Lot 129
  • 129

Louis le Brocquy, H.R.H.A. b.1916

Estimate
8,000 - 12,000 GBP
bidding is closed

Description

  • Louis le Brocquy, H.R.H.A.
  • famine cottages, connemara
  • signed with initials, titled and dated l.l.: LE B 1944; signed, inscribed Study for Famine Cottages Connemara and dated 1944 on the backboard
  • pencil and watercolour

  • 14 by 17.5cm.; 5½ by 7in.

Catalogue Note

The present work is a study for le Brocquy’s seminal landscape of the same title (Private Collection). Executed in 1944, Famine Cottages, Connemara is one of his earliest works to demonstrate the influence of cubism and significantly marks the fundamental stylistic change from the traditional nature of his work in the early 1940s (see for example, Girl in White, 1941, Ulster Museum, Belfast) to the avant-garde approach that has become a trademark of his oeuvre. 

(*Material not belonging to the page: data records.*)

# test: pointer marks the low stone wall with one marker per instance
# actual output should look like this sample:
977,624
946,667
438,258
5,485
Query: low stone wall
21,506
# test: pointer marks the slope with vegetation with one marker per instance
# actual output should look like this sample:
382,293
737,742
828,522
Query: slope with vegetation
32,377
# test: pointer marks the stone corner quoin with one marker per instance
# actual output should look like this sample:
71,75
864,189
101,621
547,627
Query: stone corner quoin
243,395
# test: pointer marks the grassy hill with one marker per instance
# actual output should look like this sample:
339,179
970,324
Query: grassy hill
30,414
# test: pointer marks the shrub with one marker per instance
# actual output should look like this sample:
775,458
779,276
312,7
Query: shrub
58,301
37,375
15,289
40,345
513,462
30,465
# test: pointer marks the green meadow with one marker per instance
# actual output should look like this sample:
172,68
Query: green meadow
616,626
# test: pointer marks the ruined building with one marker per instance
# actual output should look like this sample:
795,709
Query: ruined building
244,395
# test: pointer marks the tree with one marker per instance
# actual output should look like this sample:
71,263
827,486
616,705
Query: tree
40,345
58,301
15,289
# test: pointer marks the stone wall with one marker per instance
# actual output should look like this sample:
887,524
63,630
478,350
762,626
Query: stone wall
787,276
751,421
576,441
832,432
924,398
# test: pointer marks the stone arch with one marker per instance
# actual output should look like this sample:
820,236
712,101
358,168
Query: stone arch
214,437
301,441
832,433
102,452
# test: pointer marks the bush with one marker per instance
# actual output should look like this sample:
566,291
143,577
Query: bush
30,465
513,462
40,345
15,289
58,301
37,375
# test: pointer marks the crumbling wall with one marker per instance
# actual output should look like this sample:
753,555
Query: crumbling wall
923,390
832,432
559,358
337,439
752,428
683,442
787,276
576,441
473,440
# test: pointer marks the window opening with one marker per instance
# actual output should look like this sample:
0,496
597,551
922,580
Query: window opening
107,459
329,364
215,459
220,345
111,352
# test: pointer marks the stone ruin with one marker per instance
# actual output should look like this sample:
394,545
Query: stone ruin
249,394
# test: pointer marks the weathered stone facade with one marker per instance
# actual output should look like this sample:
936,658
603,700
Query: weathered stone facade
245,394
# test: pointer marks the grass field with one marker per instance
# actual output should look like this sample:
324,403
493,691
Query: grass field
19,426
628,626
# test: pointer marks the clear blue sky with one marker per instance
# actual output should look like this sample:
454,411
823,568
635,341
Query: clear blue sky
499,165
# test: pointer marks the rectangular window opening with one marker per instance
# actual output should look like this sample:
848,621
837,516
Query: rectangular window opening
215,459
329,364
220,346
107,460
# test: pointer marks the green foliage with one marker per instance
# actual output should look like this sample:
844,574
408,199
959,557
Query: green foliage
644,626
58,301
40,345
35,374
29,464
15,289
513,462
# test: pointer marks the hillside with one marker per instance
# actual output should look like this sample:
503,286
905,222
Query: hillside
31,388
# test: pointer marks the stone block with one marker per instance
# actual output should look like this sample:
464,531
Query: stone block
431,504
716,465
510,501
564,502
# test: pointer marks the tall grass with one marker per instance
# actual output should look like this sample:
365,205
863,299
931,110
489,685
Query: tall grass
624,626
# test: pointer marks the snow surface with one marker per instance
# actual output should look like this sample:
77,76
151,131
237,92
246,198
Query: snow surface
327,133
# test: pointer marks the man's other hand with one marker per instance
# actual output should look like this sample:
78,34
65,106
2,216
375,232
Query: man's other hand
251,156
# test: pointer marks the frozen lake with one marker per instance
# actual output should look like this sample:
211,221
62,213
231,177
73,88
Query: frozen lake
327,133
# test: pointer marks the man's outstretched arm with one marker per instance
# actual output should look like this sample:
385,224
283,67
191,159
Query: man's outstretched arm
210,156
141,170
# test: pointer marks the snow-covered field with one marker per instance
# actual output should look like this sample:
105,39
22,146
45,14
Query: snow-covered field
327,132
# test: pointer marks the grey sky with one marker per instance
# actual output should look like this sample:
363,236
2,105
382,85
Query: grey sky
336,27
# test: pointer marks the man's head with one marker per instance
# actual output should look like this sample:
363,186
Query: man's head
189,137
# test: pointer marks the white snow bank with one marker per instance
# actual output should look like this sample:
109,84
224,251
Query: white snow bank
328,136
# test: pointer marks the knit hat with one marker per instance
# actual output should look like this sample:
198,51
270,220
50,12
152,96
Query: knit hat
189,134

He first went to paint in Connemara in the early 1940s on the recommendation of his friend Ernán O’Malley and was immediately struck by the way of life he found there.  Crucially, O’Malley was the first to write a critical appreciation of le Brocquy’s work which was published in Horizon in 1946 and he specifically picked out Famine Cottages Connemara and its ‘white washed cottages, abandoned in the Great Famine of 1848, indefinite now in reduced form as hollow wind-worn shells, slowly sink back into the soil from which they have come… Shawled women jut out of darker paint passages in the foreground as if they were worn stone shapes…’ (O’Malley, 1946, quoted in A.Smith, Louis le Brocquy, Paintings 1939 – 1996, exh.cat., Irish Museum of Modern Art, 16 October 1996 – 16 February 1997, p.77).